We could be talking politics or the newspaper business or sports, with me grumbling over which manager wasn’t talking or which player was a good interview. Bobbie always seemed interested in what we were saying.
She was a social worker, trained to observe, meeting families with serious troubles, She did not talk about her work, at least when I was around. It took me a while to figure out the kind of heavy-duty cases she handled.
I watched her with Stan, and their three daughters, and their smart and involved friends. This is how a grownup acts, I thought.
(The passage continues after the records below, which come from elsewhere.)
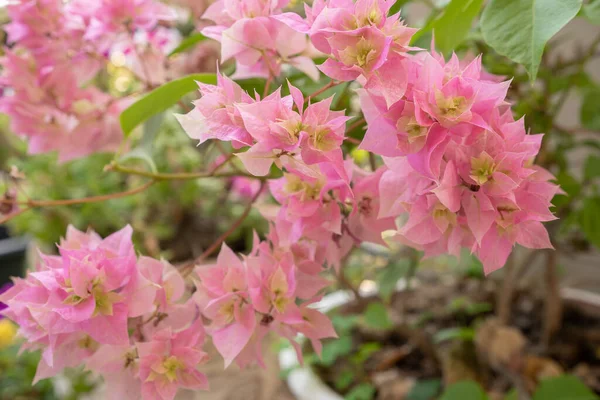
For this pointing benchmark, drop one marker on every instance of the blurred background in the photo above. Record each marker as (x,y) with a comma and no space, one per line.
(409,329)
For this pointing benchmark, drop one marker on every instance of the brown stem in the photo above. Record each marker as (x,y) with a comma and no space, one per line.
(355,125)
(505,295)
(268,86)
(553,307)
(177,176)
(372,162)
(31,204)
(187,269)
(325,88)
(345,282)
(352,140)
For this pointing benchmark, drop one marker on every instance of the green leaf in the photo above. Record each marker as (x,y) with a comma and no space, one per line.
(512,395)
(590,113)
(592,11)
(376,316)
(519,29)
(364,391)
(144,150)
(334,349)
(161,99)
(344,380)
(425,390)
(397,6)
(140,153)
(568,183)
(589,220)
(389,276)
(563,388)
(365,351)
(464,333)
(592,167)
(464,390)
(188,43)
(344,323)
(453,25)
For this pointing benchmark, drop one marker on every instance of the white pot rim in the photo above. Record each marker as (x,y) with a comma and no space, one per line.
(302,381)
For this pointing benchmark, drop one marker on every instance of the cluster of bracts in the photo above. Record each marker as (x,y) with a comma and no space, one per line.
(458,173)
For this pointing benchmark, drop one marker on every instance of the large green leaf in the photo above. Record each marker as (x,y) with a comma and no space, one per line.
(161,99)
(188,43)
(563,388)
(463,391)
(520,29)
(592,11)
(453,25)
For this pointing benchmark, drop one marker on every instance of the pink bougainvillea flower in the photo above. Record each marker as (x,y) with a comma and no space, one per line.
(223,296)
(215,115)
(169,361)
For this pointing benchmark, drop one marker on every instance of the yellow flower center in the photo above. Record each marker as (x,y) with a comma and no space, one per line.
(482,168)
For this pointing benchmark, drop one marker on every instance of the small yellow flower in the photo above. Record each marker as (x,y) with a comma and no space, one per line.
(8,331)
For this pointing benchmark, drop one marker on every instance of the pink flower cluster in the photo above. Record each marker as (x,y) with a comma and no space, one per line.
(56,49)
(269,290)
(459,169)
(458,173)
(260,37)
(459,164)
(125,318)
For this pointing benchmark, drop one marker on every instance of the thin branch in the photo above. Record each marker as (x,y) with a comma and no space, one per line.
(187,269)
(325,88)
(268,86)
(356,124)
(181,176)
(31,204)
(553,308)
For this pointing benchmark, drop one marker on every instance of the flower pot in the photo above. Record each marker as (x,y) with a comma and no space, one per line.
(302,381)
(13,252)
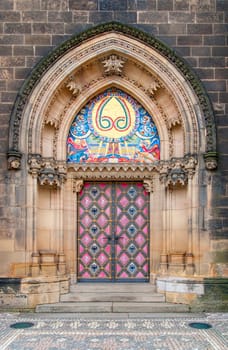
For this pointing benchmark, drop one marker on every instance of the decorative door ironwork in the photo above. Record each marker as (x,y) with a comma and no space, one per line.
(113,232)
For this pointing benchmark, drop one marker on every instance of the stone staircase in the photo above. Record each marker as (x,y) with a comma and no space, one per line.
(112,298)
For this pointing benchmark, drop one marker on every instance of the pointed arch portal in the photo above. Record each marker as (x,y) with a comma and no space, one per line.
(113,107)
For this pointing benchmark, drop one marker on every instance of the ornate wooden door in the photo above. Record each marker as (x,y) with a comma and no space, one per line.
(113,232)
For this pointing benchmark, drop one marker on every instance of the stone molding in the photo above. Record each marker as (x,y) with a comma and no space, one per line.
(178,62)
(174,172)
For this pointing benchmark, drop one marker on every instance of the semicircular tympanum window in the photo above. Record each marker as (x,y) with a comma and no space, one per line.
(113,128)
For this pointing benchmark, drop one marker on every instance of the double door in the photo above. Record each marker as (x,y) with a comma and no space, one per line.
(113,232)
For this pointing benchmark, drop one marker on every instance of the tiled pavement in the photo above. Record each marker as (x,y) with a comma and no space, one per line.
(114,331)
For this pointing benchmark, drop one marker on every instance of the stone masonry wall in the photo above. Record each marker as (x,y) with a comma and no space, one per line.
(29,29)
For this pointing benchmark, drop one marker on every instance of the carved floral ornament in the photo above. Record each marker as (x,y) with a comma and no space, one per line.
(112,65)
(49,172)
My wife the painter managed to establish that Bobbie was also an artist, a quilter of real talent. Until last week I did not know she was also an ace at crossword puzzles.
Stan and Bobbie were also examples in the way they handled retirement, giving up their warm home on Long Island, finding a complex outside Philadelphia, with facilities that ranged from independent living to medical care. As usual, their friends were interesting and diverse. Bobbie and Stan became part of the daily life at their new home, taking part in the senior-olympic competitions. I found out only last week that, social worker to the core, Bobbie had arranged for people and their pets to visit the homebound.
When I heard that Bobbie’s health was deteriorating, I called her a few months ago. She was the same person I had known for half a century -- asking about my family, my work. How was she? A little tired, she said. She passed on Jan. 22 at the age of 82. Our thoughts go out to Stan, Nancy, Ann and Ellen and their families. Thank you for sharing Bobbie.